2) The Internet. Yes, this great disrupter of almost all businesses and industries has also upended investing and Wall Street. Information that once was valued, and helped create inefficiencies, is now generally little more than a commodity. (In the old days of the early 1990s, before I knew him, Jim Cramer used to have his Morgan Stanley broker fax my proprietary column from the San Francisco Chronicle to him in New York—so he’d have my stuff before his competitors.) And thanks to Twitter and social media, the minutia of data and information is disseminated, for better or worse, without filters and faster than any form of traditional media. Free research, some of it exceptional, is EVERYWHERE. You just don’t always know who is writing it, how accurate it is or the writer’s bias—but, sadly, that doesn’t really seem to matter.
3) High-frequency trading. Old school investors blame HFT for everything but world hunger. It’s unclear whether the blame is justified, but this much we know: The speed of trading appears to be based on computer algorithms that trigger trades based on words and/or events and/or technical patterns and/or all of the above. The result is wild volatility that didn’t exist a generation ago. (Hint: When you don’t know why the markets did what they just did, blame it on the algos.)
4) Last but not least: ETFs, or exchange-traded funds, which started as a sound idea but, with Wall Street being Wall Street, have all but turned into a monster. As I noted in a post here last week even the biggest operator of ETFs, BlackRock, is concerned about the direction some ETFs have taken—becoming too complex and confusing, with so-called double- and triple-leveraged ETFs leading the charge. (Imagine what happens when high-frequency traders used levered ETFs, but I digress…)

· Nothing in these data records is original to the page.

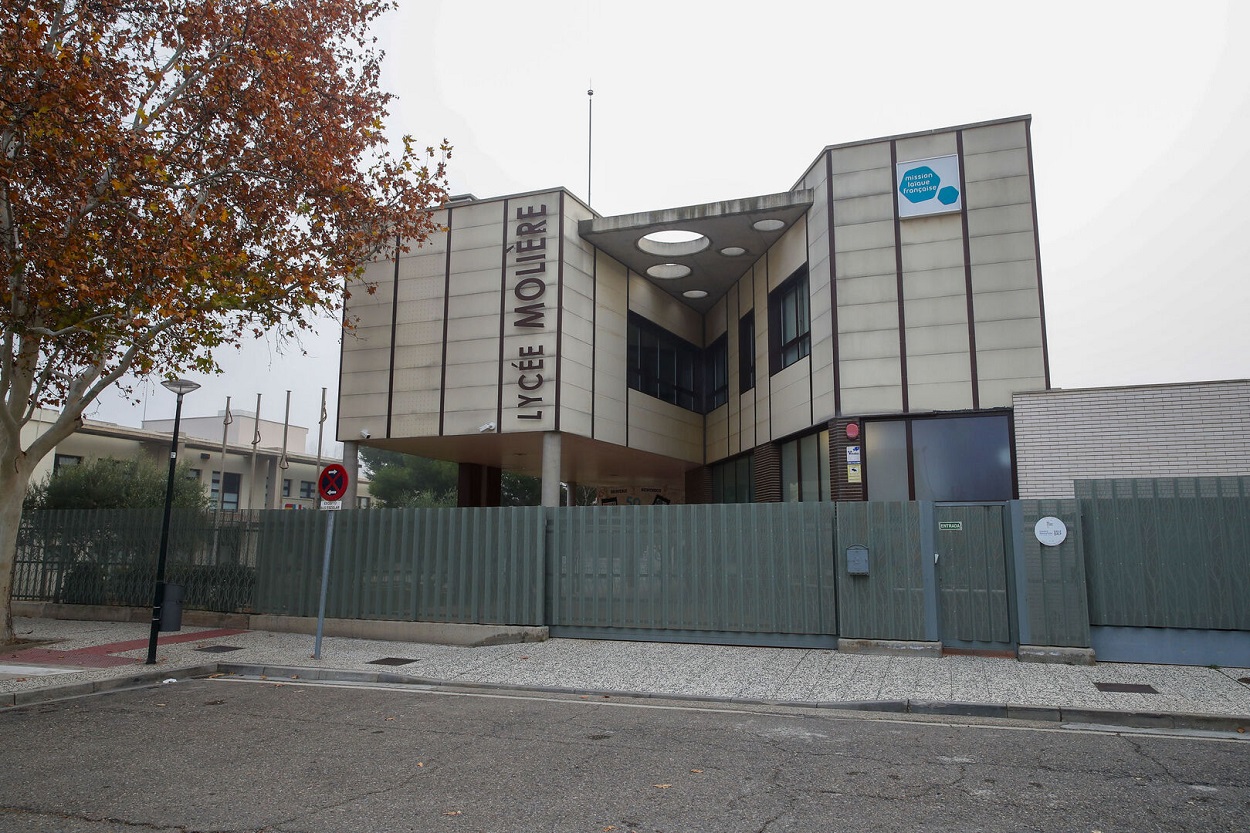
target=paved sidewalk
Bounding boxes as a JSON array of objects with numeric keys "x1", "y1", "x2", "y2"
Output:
[{"x1": 0, "y1": 618, "x2": 1250, "y2": 732}]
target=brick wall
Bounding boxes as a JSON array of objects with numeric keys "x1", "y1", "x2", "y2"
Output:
[{"x1": 1013, "y1": 379, "x2": 1250, "y2": 499}]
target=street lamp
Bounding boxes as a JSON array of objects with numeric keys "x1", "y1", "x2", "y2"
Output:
[{"x1": 146, "y1": 379, "x2": 201, "y2": 665}]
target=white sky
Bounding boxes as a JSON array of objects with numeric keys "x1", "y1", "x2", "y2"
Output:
[{"x1": 89, "y1": 0, "x2": 1250, "y2": 444}]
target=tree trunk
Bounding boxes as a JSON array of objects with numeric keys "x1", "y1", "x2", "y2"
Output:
[{"x1": 0, "y1": 459, "x2": 31, "y2": 645}]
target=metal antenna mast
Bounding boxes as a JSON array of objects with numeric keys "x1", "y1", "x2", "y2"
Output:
[{"x1": 586, "y1": 81, "x2": 595, "y2": 203}]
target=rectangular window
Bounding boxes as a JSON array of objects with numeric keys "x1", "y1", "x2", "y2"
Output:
[
  {"x1": 864, "y1": 414, "x2": 1015, "y2": 500},
  {"x1": 711, "y1": 454, "x2": 755, "y2": 503},
  {"x1": 209, "y1": 472, "x2": 243, "y2": 512},
  {"x1": 738, "y1": 309, "x2": 755, "y2": 394},
  {"x1": 769, "y1": 266, "x2": 811, "y2": 373},
  {"x1": 704, "y1": 333, "x2": 729, "y2": 413},
  {"x1": 53, "y1": 454, "x2": 83, "y2": 474},
  {"x1": 781, "y1": 432, "x2": 831, "y2": 500},
  {"x1": 625, "y1": 313, "x2": 704, "y2": 414}
]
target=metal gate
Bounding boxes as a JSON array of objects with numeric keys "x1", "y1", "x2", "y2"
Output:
[{"x1": 934, "y1": 504, "x2": 1015, "y2": 650}]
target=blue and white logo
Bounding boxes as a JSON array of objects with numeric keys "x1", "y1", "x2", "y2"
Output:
[{"x1": 895, "y1": 155, "x2": 963, "y2": 218}]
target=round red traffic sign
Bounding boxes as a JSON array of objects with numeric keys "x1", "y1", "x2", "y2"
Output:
[{"x1": 316, "y1": 463, "x2": 348, "y2": 500}]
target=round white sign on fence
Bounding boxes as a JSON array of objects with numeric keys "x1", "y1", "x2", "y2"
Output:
[{"x1": 1033, "y1": 515, "x2": 1068, "y2": 547}]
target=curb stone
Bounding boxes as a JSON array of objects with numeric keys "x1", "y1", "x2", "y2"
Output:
[{"x1": 7, "y1": 663, "x2": 1250, "y2": 740}]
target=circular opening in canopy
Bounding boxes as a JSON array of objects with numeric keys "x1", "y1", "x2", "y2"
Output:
[
  {"x1": 646, "y1": 263, "x2": 691, "y2": 280},
  {"x1": 638, "y1": 229, "x2": 711, "y2": 258}
]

With most ETFs mindlessly mirroring various indexes of everything from the S&P 500 to the illiquid stocks of makers of lithium batteries, THEY have become the market. (Stats showing that the market has never been more correlated to itself—another way of saying everybody is trading in and out of the same things at the same time—have never been higher.)
More telling, perhaps—as charts created by a friend who runs the investment arm of a large foundation show—while the number of listed stocks in the U.S. is falling, the number of listed ETFs is rising.
Bottom line: Seasoned investors say this, too, shall pass. That the winners, they say, will be the true stock pickers, who they believe will be the last guy standing on the other side of the market’s new inefficiency.
Only trouble is: They’ve been saying that for a few years now.
Maybe I’m wrong. Maybe the market isn’t broken, maybe it’s just evolved to the next level and we’ll just have to live with it.